Completed Technology Project

Project Description

Astronaut Steve Swanson exercising in IVA Clothing Study shirt and shorts

The goals of the Exploration Capabilities (EC) Logistics Reduction (LR) project's Advanced Clothing System (ACS) element are to reduce mass and volume of the clothing system and to meet new requirements for textiles for exploration missions.  Advanced commercial off-the-shelf (COTS) fibers and treatments can be leveraged to directly reduce the mass and volume of astronaut clothing. The textile industry has made significant progress with new fiber blends and garment finishing. The ACS team is also working on new ways to efficiently clean clothing and other textiles in mission as a way to reduce the burden of resupplying new, clean clothes. An example of new requirements for the ACS team to address is achieving fire safety for textiles in higher oxygen atmospheres expected in planetary missions.

The current clothing state-of-the-art on the International Space Station (ISS) is disposable, mostly cotton-based, clothing with no laundry provisions. Each clothing article has varying use periods and will become trash. The goal is to increase the length of wear of the clothing to reduce the logistical mass and volume.

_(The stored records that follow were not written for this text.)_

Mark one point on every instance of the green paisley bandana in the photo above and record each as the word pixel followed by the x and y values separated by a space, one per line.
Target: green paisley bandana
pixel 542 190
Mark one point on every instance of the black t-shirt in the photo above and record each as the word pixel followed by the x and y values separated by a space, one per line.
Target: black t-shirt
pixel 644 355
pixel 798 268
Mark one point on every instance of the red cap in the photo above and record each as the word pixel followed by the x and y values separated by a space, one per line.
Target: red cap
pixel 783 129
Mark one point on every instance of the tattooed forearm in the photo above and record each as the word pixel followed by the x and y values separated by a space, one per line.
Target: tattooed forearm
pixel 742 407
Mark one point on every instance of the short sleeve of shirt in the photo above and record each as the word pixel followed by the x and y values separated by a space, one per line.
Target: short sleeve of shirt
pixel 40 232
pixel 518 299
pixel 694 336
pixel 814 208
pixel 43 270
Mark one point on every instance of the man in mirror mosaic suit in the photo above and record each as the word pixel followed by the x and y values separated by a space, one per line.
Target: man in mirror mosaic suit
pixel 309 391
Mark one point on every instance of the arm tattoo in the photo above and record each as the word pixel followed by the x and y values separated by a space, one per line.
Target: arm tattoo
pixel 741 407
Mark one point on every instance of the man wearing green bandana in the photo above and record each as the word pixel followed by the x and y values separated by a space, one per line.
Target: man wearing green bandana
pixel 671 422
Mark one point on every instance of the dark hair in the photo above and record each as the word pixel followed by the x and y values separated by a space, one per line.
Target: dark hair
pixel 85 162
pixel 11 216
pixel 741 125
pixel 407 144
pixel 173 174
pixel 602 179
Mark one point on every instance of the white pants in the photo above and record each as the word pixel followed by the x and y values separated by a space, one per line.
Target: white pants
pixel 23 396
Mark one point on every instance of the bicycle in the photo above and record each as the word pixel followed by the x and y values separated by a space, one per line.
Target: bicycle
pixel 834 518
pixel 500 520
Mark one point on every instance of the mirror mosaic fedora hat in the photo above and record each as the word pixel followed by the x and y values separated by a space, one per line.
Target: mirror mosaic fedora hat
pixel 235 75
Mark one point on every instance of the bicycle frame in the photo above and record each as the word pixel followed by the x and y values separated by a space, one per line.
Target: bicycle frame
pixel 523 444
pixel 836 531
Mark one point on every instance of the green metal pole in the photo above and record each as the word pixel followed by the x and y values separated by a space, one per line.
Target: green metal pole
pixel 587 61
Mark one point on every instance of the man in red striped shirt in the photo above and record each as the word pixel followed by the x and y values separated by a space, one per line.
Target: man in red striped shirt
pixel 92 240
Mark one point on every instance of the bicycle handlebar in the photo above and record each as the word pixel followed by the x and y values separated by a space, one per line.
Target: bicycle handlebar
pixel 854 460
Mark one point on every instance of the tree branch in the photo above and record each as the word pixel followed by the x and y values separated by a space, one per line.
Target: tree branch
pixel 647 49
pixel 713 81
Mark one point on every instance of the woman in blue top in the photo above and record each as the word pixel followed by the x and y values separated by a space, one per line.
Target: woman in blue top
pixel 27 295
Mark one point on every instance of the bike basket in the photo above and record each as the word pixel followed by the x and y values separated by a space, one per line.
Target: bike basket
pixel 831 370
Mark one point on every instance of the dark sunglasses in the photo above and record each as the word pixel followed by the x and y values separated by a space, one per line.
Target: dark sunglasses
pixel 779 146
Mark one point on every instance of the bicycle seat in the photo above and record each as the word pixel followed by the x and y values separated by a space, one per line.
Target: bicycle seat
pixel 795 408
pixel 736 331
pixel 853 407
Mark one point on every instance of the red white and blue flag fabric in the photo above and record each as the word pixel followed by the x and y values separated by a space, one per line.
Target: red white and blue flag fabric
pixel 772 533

The ACS technology is a continuation from the Logistics Reduction and Repurposing project ( ). The initial focus was exercise clothing and routine wear tops since the use period is shorter. A ground-based experiment was conducted to evaluate current and lighter weight COTS exercise clothing and antimicrobial treatments to investigate if they could be used for longer periods of time. The best performers were selected for an experiment on the International Space Station (ISS) - Intravehicular Activity (IVA) Clothing Study. The experiment was conducted during ISS increments 39 through 41 with six crew members. A laundry trade-off study was conducted to quantify how longer-wear clothing changes the break-even point for laundering vs. clothing disposal. The analysis indicates that use of ACS selected garments (e.g. wool, modacrylic, polyester) can increase the breakeven point for laundry to about 300 days. Past ACS studies also investigated lint reduction and microbial behavior on textiles.  Several SBIR companies have investigated coatings to improve wear and laundering of clothing.

In FY20 RFID Clothing tags were selected for clothing demo and data collection in long-term testing opportunities.  In FY20 - FY22, the project worked under a Space Act Agreement (SAA) with an industry leader in hygiene products to develop the best cleaning agent for use in space laundry (applies to planetary or microgravity missions, though the washing machine hardware will likely be different.) Other work includes comparing laundry with low- or no-water clothes “freshening” technologies.  In early FY22, wastewater and specially formulated detergent were successfully processed in prototype lunar bioreactors.  Later in FY22, there was a demonstration of clothing/textile stain treatment on ISS by our SAA industry partner.   And in FY23, the prototype detergent will be used in a Mars base ground analog test at JSC.

Since FY21 the SBIR program has been used to accelerate development of textiles for the higher oxygen environments planned for Artemis missions. LR also completed a phase IIE extension of the SBIR “Electrochemical Peroxide Generation” with Faraday Technology, Inc. By generating hydrogen peroxide in situ, mass of disposable disinfectant wipes can be reduced by launching them dry and wetting on-orbit. Ultimately, this technology could lead to reusable wipes when a clothes-washing system is available.